Tax & Trade Blog
Behind the Curtain: Ontario’s Beneficial Ownership Rules
Times are changing for Canadian private corporations in terms of transparency and publicly available information. As of October 1, 2020, private companies in British Columbia have been required to maintain a registry of beneficial owners. Similarly, Québec’s transparency registry statute received Royal Assent on June 8, 2021. The Federal Government has also announced in its 2021 Budget that a publicly accessible beneficial ownership registry would be in place by 2025.
Not to be outdone, Ontario has joined the growing number of Canadian jurisdictions “pulling back the curtain” on private corporations, with plans to impose its own rules for registering beneficial ownership (the “Ontario Rules”). With the Ontario Rules set to come into force on January 1, 2023, the province will likely “leapfrog” the Federal Government.
Ontario’s Fall Economic Update proposed new rules under the Ontario Business Corporations Act (“OBCA”), requiring privately held corporations to collect and maintain beneficial ownership information and to make that register available to law enforcement, tax authorities and regulatory authorities (such as the Ontario Securities Commission) on request.

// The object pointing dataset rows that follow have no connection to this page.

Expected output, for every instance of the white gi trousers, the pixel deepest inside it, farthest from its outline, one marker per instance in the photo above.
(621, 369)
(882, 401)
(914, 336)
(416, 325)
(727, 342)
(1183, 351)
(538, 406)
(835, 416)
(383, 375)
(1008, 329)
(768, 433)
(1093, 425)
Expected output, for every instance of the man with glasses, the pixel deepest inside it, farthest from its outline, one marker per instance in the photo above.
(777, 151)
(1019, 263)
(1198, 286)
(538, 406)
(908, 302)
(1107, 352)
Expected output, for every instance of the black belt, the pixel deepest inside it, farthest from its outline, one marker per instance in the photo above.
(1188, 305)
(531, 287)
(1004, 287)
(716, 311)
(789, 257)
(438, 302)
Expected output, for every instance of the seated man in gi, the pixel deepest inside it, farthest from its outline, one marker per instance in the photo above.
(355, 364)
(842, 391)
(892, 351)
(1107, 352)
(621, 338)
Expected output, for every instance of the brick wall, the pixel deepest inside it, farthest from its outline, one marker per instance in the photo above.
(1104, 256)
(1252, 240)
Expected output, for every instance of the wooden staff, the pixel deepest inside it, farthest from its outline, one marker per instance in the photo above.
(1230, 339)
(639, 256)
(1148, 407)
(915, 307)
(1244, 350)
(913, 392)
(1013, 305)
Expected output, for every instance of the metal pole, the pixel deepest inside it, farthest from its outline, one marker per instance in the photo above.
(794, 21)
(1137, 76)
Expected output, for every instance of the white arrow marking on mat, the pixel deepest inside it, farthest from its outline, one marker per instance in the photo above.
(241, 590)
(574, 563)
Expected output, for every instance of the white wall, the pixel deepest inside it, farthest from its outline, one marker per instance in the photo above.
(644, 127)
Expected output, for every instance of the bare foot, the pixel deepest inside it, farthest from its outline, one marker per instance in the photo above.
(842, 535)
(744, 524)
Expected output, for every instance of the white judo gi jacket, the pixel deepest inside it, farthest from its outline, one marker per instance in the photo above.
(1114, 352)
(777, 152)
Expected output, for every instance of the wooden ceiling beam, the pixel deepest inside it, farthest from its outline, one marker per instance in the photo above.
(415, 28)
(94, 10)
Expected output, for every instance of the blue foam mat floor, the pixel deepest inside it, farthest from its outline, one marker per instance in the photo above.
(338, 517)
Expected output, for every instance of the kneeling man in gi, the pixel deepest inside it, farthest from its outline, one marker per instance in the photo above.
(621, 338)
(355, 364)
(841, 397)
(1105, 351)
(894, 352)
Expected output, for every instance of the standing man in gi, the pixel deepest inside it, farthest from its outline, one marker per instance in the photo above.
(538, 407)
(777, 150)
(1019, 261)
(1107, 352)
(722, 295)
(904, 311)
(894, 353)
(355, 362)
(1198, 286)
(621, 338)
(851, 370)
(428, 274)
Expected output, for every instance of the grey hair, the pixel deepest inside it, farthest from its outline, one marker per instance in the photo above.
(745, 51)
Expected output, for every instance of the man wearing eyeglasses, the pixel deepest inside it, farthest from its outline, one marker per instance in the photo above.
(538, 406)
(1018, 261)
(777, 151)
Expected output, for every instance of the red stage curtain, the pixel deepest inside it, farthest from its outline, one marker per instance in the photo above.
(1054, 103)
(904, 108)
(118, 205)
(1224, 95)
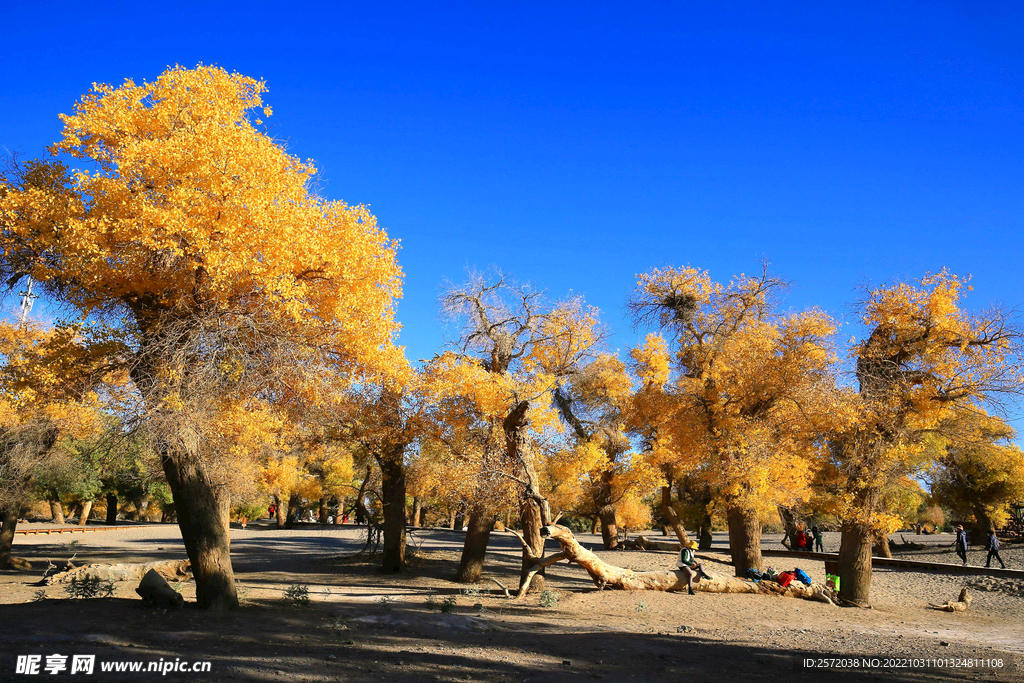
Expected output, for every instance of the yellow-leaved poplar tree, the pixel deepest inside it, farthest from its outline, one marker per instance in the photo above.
(175, 207)
(750, 392)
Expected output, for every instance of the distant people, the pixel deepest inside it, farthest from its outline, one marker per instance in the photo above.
(961, 544)
(689, 566)
(993, 550)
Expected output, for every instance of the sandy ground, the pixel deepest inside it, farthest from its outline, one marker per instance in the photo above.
(364, 626)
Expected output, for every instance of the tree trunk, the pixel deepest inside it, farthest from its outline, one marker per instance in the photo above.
(204, 518)
(417, 511)
(475, 547)
(393, 502)
(609, 575)
(609, 529)
(744, 539)
(293, 508)
(983, 524)
(706, 537)
(56, 510)
(83, 516)
(112, 509)
(855, 562)
(882, 548)
(529, 514)
(670, 514)
(280, 512)
(8, 516)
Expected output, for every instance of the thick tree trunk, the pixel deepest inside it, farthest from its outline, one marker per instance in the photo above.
(417, 511)
(293, 508)
(790, 524)
(280, 512)
(204, 518)
(983, 524)
(8, 516)
(855, 562)
(744, 539)
(56, 510)
(83, 516)
(609, 527)
(475, 547)
(609, 575)
(393, 501)
(112, 509)
(706, 537)
(529, 514)
(882, 548)
(670, 514)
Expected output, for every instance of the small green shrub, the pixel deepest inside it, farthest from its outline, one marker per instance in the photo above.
(549, 599)
(297, 595)
(89, 587)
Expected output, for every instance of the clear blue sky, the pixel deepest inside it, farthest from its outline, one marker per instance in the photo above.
(576, 145)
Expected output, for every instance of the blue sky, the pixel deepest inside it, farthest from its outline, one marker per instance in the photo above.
(578, 144)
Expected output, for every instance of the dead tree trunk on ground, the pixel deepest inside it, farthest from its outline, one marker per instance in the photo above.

On the positive side, the Ontario Rules look like they will track closer to those adopted in British Columbia, rather than the much broader rules that apply in Québec (which apply to all corporations operating in the province (regardless of jurisdiction of incorporation) and which require certain information – such as the names of beneficial owners – be publicly available).
Who Needs to be on the Register?
Under the Ontario Rules, the beneficial ownership register will include names of “individuals with significant control”. According to the amendments to the OBCA, this would include anyone who:
- Owns, controls, or directs 25 percent or more of the voting shares of the corporation or shares that are worth 25 percent or more of the fair market value of all outstanding shares; or
- Has direct or indirect influence over the corporation without owning at least 25 percent of the shares.
While the first definition seems straightforward, the second appears to be open to broad interpretation, especially given that in certain circumstances individuals can be individuals with significant control even if they only own or control a significant number of shares jointly with other people.
For example, the Ontario Rules require that spouses and certain relatives count together when determining whether the 25% threshold is met (i.e., regardless of whether they are joint owners of the shares or not).
What Information must be Recorded?
The Ontario Rules will require that the following information is recorded on the register for each individual with significant control:
- Name, date of birth and address;
- Jurisdiction of residence for tax purposes;
- Date of becoming or no longer being an individual with significant control;
- A description of how the individual has significant control, including a description of interests or rights in shares; and
- A description of the steps the corporation takes to keep this information up-to-date each year.
The Ontario Rules require that the register would have to be updated at least once each financial year, and within 15 days of the corporation becoming aware of any changes.
Affected businesses should contact their lawyers to seek advice on their obligations and eventual compliance with these new rules.